Great memories from the past can become great memories of the present with some imagination and sometimes with a lot of work. Tift College created loads of memories for its students, faculty and staff and for the Forsyth community, and the annual May Day celebration was an event that fueled many of the most lasting memories.
After a conversation with friends, Shelia Wade Keener, Tift Class of 1973, decided that it would be fun to get together as many past May Day participants as possible to share their memories. She, with help from some friends, took on the arduous task of contacting as many May Queens, members of the May Court and WAA Presidents as possible from 1950 to 1987 and inviting them to Forsyth for an afternoon of re-connecting and sharing memories.
She secured the Monroe County Clubhouse and planned decorations and refreshments in all those pastel, shiny, dressy May Day styles.

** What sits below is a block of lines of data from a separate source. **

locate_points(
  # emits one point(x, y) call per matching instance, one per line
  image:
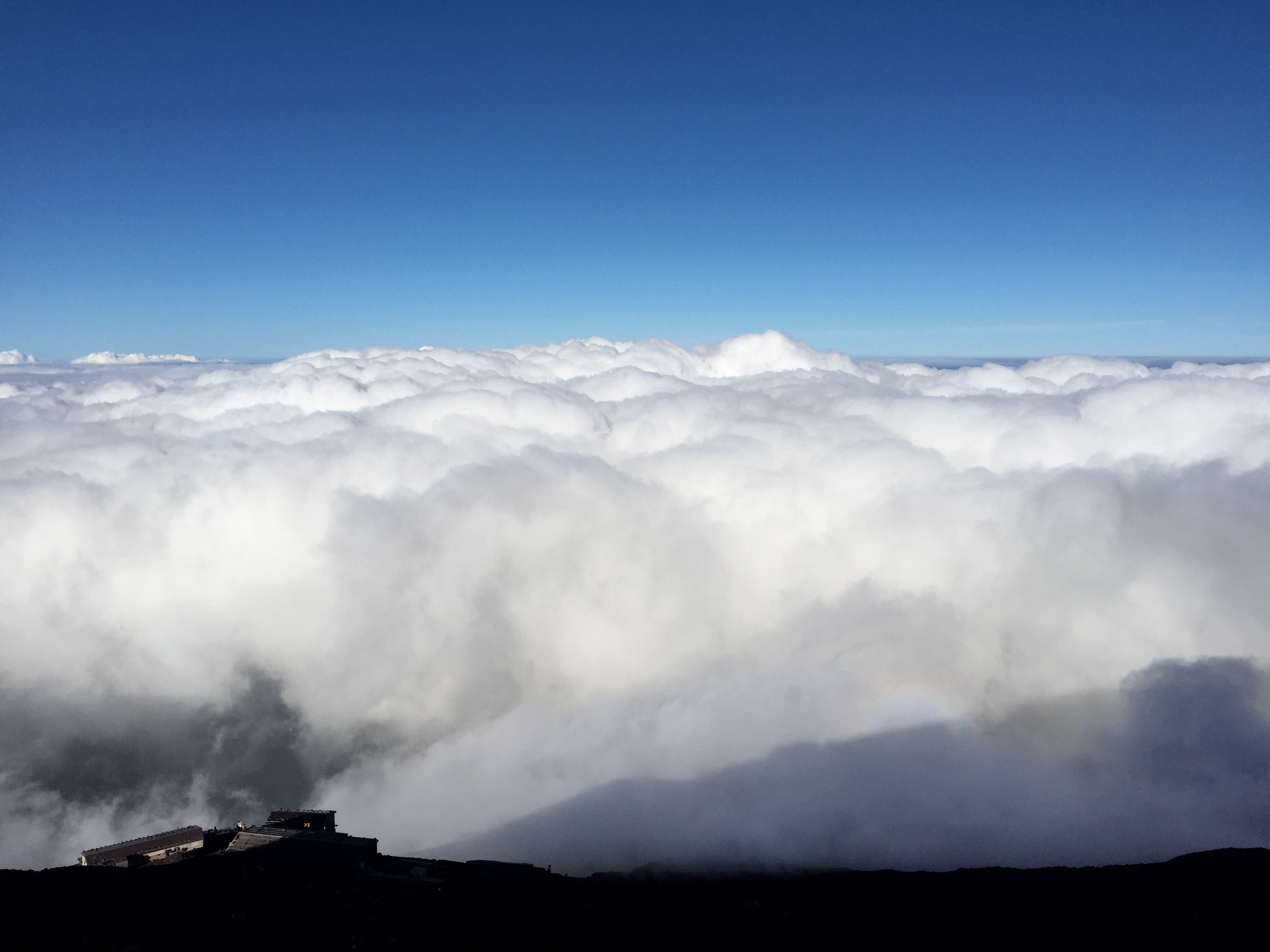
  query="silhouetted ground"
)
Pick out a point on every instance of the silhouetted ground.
point(253, 900)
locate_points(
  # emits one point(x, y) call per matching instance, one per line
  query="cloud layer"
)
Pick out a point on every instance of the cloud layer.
point(442, 591)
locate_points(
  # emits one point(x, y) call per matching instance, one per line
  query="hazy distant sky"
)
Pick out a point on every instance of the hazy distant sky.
point(891, 178)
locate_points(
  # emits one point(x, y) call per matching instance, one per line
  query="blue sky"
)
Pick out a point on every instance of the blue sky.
point(891, 178)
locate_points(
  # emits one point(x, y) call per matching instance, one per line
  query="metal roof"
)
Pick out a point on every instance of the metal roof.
point(146, 845)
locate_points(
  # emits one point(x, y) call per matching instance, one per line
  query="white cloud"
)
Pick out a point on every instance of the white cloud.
point(489, 581)
point(111, 357)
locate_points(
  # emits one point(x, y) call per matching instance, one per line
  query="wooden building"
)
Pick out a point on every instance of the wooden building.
point(146, 850)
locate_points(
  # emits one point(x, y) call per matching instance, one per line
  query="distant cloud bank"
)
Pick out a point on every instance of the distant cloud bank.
point(769, 605)
point(111, 357)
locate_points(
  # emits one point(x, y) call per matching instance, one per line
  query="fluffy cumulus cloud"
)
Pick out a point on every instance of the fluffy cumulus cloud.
point(610, 604)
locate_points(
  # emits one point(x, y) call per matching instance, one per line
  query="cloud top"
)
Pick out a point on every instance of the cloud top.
point(495, 581)
point(111, 357)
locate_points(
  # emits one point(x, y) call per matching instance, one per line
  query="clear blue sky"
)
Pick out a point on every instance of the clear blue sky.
point(949, 178)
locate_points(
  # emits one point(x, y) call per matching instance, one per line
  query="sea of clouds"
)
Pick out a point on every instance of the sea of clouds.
point(604, 605)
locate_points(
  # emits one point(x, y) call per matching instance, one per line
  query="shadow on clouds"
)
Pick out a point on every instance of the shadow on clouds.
point(1177, 760)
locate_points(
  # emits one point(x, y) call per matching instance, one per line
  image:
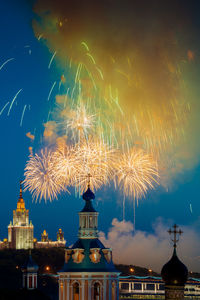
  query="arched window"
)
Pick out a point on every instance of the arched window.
point(113, 291)
point(97, 291)
point(76, 291)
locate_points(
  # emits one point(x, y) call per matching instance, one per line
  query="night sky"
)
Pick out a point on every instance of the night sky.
point(176, 199)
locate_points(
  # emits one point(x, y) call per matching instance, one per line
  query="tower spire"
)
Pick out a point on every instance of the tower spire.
point(89, 176)
point(20, 189)
point(176, 233)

She began researching yearbooks and archives and picking at brains for all the memories she could find to assemble information about over 30 May Day celebrations and all the people involved in them.
It took time and effort, but Shelia said she had a lot of fun along the way with the people she met and all the dots she connected as she created images of the Tift College May Day festivities over the years.She said that of the people she invited to the luncheon on May 4, over 90 responded.
“It started as a joke at Grits last year,” said Shelia. “Some of them haven’t seen each other since they graduated.”
However, many of those who reigned as May Day queens, served on the queen’s court or helped organize May Day activities have made Forsyth their home. Wynella Martin of the Class of 1950 represented the most distant May Day at the luncheon. Some of the other Forsyth ladies present were Kay Bonner, Adecia Walker, Mary Isla Haygood, Carey Russell, LaVue Sanders, Shelly Shuman and Johnnie Sylvain.
Signs, posters, a photo backdrop, tables bedecked with pastel ribbons and flowers and even be-jeweled name tags all proclaimed the elegant May Day court salute to Spring. Pictures from the past showed girls in flowing, formal dresses, ready to welcome all admirers, and memories of the Maypole dance on the courthouse lawn were shared.
“Bless our fellowship and our sisterhood and those who prepared this luncheon, especially Shelia,” was the prayer before the guests lined up for refreshments.
“I never talked to so many people I didn’t know,” said Shelia. “Tift girls will talk to anyone. Thank you for making a pipe dream a reality.”
She said she felt like she asked people to help her identify hundreds of thousands of pictures. She said she found some amazing memories along the way.
One of the special guests was Dr. Cathryn Futral, a beloved Tift College professor. As Shelia introduced Gloria Raney Dean, one of those with a good memory, she commented, “I never saw so many accolades as her senior yearbook.”
Shelia said she did find a May Day pattern; many who served on the court eventually became May queen. There were special stories of younger brothers who served on their sister’s courts. There were memories of the Gordon Military College cadets who escorted the May queen and her court.
Shelly Salter Shuman kept extensive scrapbooks and yearbooks. She explained how her Tift class from the 1960’s gets together quarterly at different places around Georgia.
After the pink, lavender, baby blue, pale yellow or mint green full-skirted antebellum-style dresses or some variation all made alike by dedicated seamstresses, there were field days with three-legged races, high jump contests, cheerleading exhibitions. There were memories of the bowling league, the volleyball teams, the tumbling team, the swimming club and earning athletic letters on the point system.
“This has far exceeded my expectations!” said Shelia.